That Congress’s newest rotten deal will be regarded as a bipartisan budget victory if it passes the Senate tells you everything you need to know about bad government in 2013. Our senators and representatives are preparing to head home with heads held high when they should be apologizing to the American people for a year of failed bills and bad deals. What Americans bought with their tax dollars was sold on Capitol Hill as the best we should expect given Washington’s historic dysfunction. A great country deserves great government. Our great country’s government is a travesty.
Are bad government and bad deals as good as it’s going to get?
Obamacare’s technical gaffes will go down as a historic failure of big government that we hope won’t be eclipsed when medical records wranglers start tossing around our personal information in earnest. There was a lot more to 2013 than health care, though, and it was nothing Congress should boast about.
The Senate spent way too much time on an immigration fix that proved Republicans are willing to trade conservative ideology for a try at the Hispanic vote. The bill looked to be dead in the House until this week. John Boehner’s attack on conservative groups criticizing the newest anti-shutdown deal raised the question of whether the GOP will buckle on immigration when Obama puts the screws to nervous legislators as midterm elections draw closer.
We got a bad, stopgap budget deal in October and will likely have a new deal at the end of the year leaving members of Congress explaining how more spending means less deficit. So how did the House segue from shutting down the government to buying into a lukewarm budget fix that will do little more than save face? The same way Democrats gave up hope for a Christmas unemployment benefits extension. Even in Washington fear for your job means compromise, even if it means selling out your constituents.

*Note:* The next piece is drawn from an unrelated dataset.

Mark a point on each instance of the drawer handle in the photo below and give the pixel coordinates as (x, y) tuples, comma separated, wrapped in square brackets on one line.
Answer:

Some bills are written to fail.
There was still more to bad government in 2013. How much do we pay lawmakers to propose certain to fail bills simply to put themselves in the spotlight? Headline-grabbing political ploys meant gay and transgender workplace discrimination legislation, gun control efforts, and a bill to force House members to call illegals “undocumented” instead of “illegal.” We even saw a Democratic nod to Obamacare’s failed public option titled Public Option Deficit Reduction Act because everything is still about reducing the deficit. PR for the Senate immigration bill even borrowed the same deficit reduction language used for Obamacare (see: Popular Sovereignty Doesn’t Mean We Get What the People Want), but when push came to shove and cutting the deficit was on the table for real what did taxpayers get? A bad deal with a goal of $23 billion.

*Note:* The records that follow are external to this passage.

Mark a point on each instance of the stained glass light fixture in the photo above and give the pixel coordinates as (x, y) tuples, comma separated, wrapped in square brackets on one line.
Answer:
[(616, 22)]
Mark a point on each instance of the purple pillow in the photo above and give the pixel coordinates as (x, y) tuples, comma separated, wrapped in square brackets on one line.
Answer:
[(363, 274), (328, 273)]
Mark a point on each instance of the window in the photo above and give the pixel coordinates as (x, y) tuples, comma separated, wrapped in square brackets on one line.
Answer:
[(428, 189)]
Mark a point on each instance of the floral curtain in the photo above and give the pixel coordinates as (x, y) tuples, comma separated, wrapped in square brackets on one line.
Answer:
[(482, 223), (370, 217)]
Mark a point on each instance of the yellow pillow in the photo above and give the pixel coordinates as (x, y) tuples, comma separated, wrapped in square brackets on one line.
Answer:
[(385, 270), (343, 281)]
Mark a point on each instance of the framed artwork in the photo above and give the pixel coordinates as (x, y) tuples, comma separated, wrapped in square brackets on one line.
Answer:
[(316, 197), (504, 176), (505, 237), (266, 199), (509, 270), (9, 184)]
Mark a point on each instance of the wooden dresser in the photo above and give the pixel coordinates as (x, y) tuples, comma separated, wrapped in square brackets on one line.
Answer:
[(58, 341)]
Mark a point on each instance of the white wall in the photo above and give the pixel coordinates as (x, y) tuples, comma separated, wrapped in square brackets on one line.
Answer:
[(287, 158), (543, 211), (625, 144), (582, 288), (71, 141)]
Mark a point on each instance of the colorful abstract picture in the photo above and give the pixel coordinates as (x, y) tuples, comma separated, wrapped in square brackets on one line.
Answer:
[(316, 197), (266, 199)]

Bad deals in the Muslim Middle East, too.
What caused this year’s bad deals with countries in the Middle East? Is it fear that our actions will be misconstrued as religious intolerance? Is the Obama administration still convinced that George W. Bush’s actions alienated Muslim nations that want to be our friends, or is this just more of the failure of global leadership that has made U.S. foreign policy under Obama such a dangerous embarrassment?

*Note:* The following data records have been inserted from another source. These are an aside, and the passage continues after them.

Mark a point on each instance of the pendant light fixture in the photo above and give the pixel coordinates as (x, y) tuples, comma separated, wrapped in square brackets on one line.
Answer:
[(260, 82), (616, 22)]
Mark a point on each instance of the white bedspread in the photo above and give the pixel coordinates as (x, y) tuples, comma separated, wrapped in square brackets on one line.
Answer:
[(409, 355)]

Iran is threatening the U.S. over sanctions, feeling empowered by our willingness to forsake Israel in exchange for the promises of a country that has been on our State Sponsors of Terrorism roster for nearly thirty years. Syria beat Obama’s red line with a little help from Russia and a big loss of face for the U.S. and our president. Israel loses no matter what because America has proved to the world that our longtime ally can come second to a country that has threatened to destroy it.
A do-nothing government is better than bad government.
2013 raised the question of whether do-nothing government is better than bad government, whether the best bills are the ones that never escape from committee, and whether the best deals are the ones that are never made. Compared to what happens when Congress and the White House decide to do something, perhaps no progress, no deals, and failed bills are safer bets than getting something accomplished.
The object of Congress, with few exceptions, is to pass laws that they think their constituents would favor even though the law might not be in the best interest for the country. Constituents vote and that seems to be all Congress is interested in, get the vote.
Civil Candor says
Republicans need to decide whether they are in this for their constituents or to appease Democrats, who will keep shoving bad deals and bad bills down our throats as long as they think they can get away with it.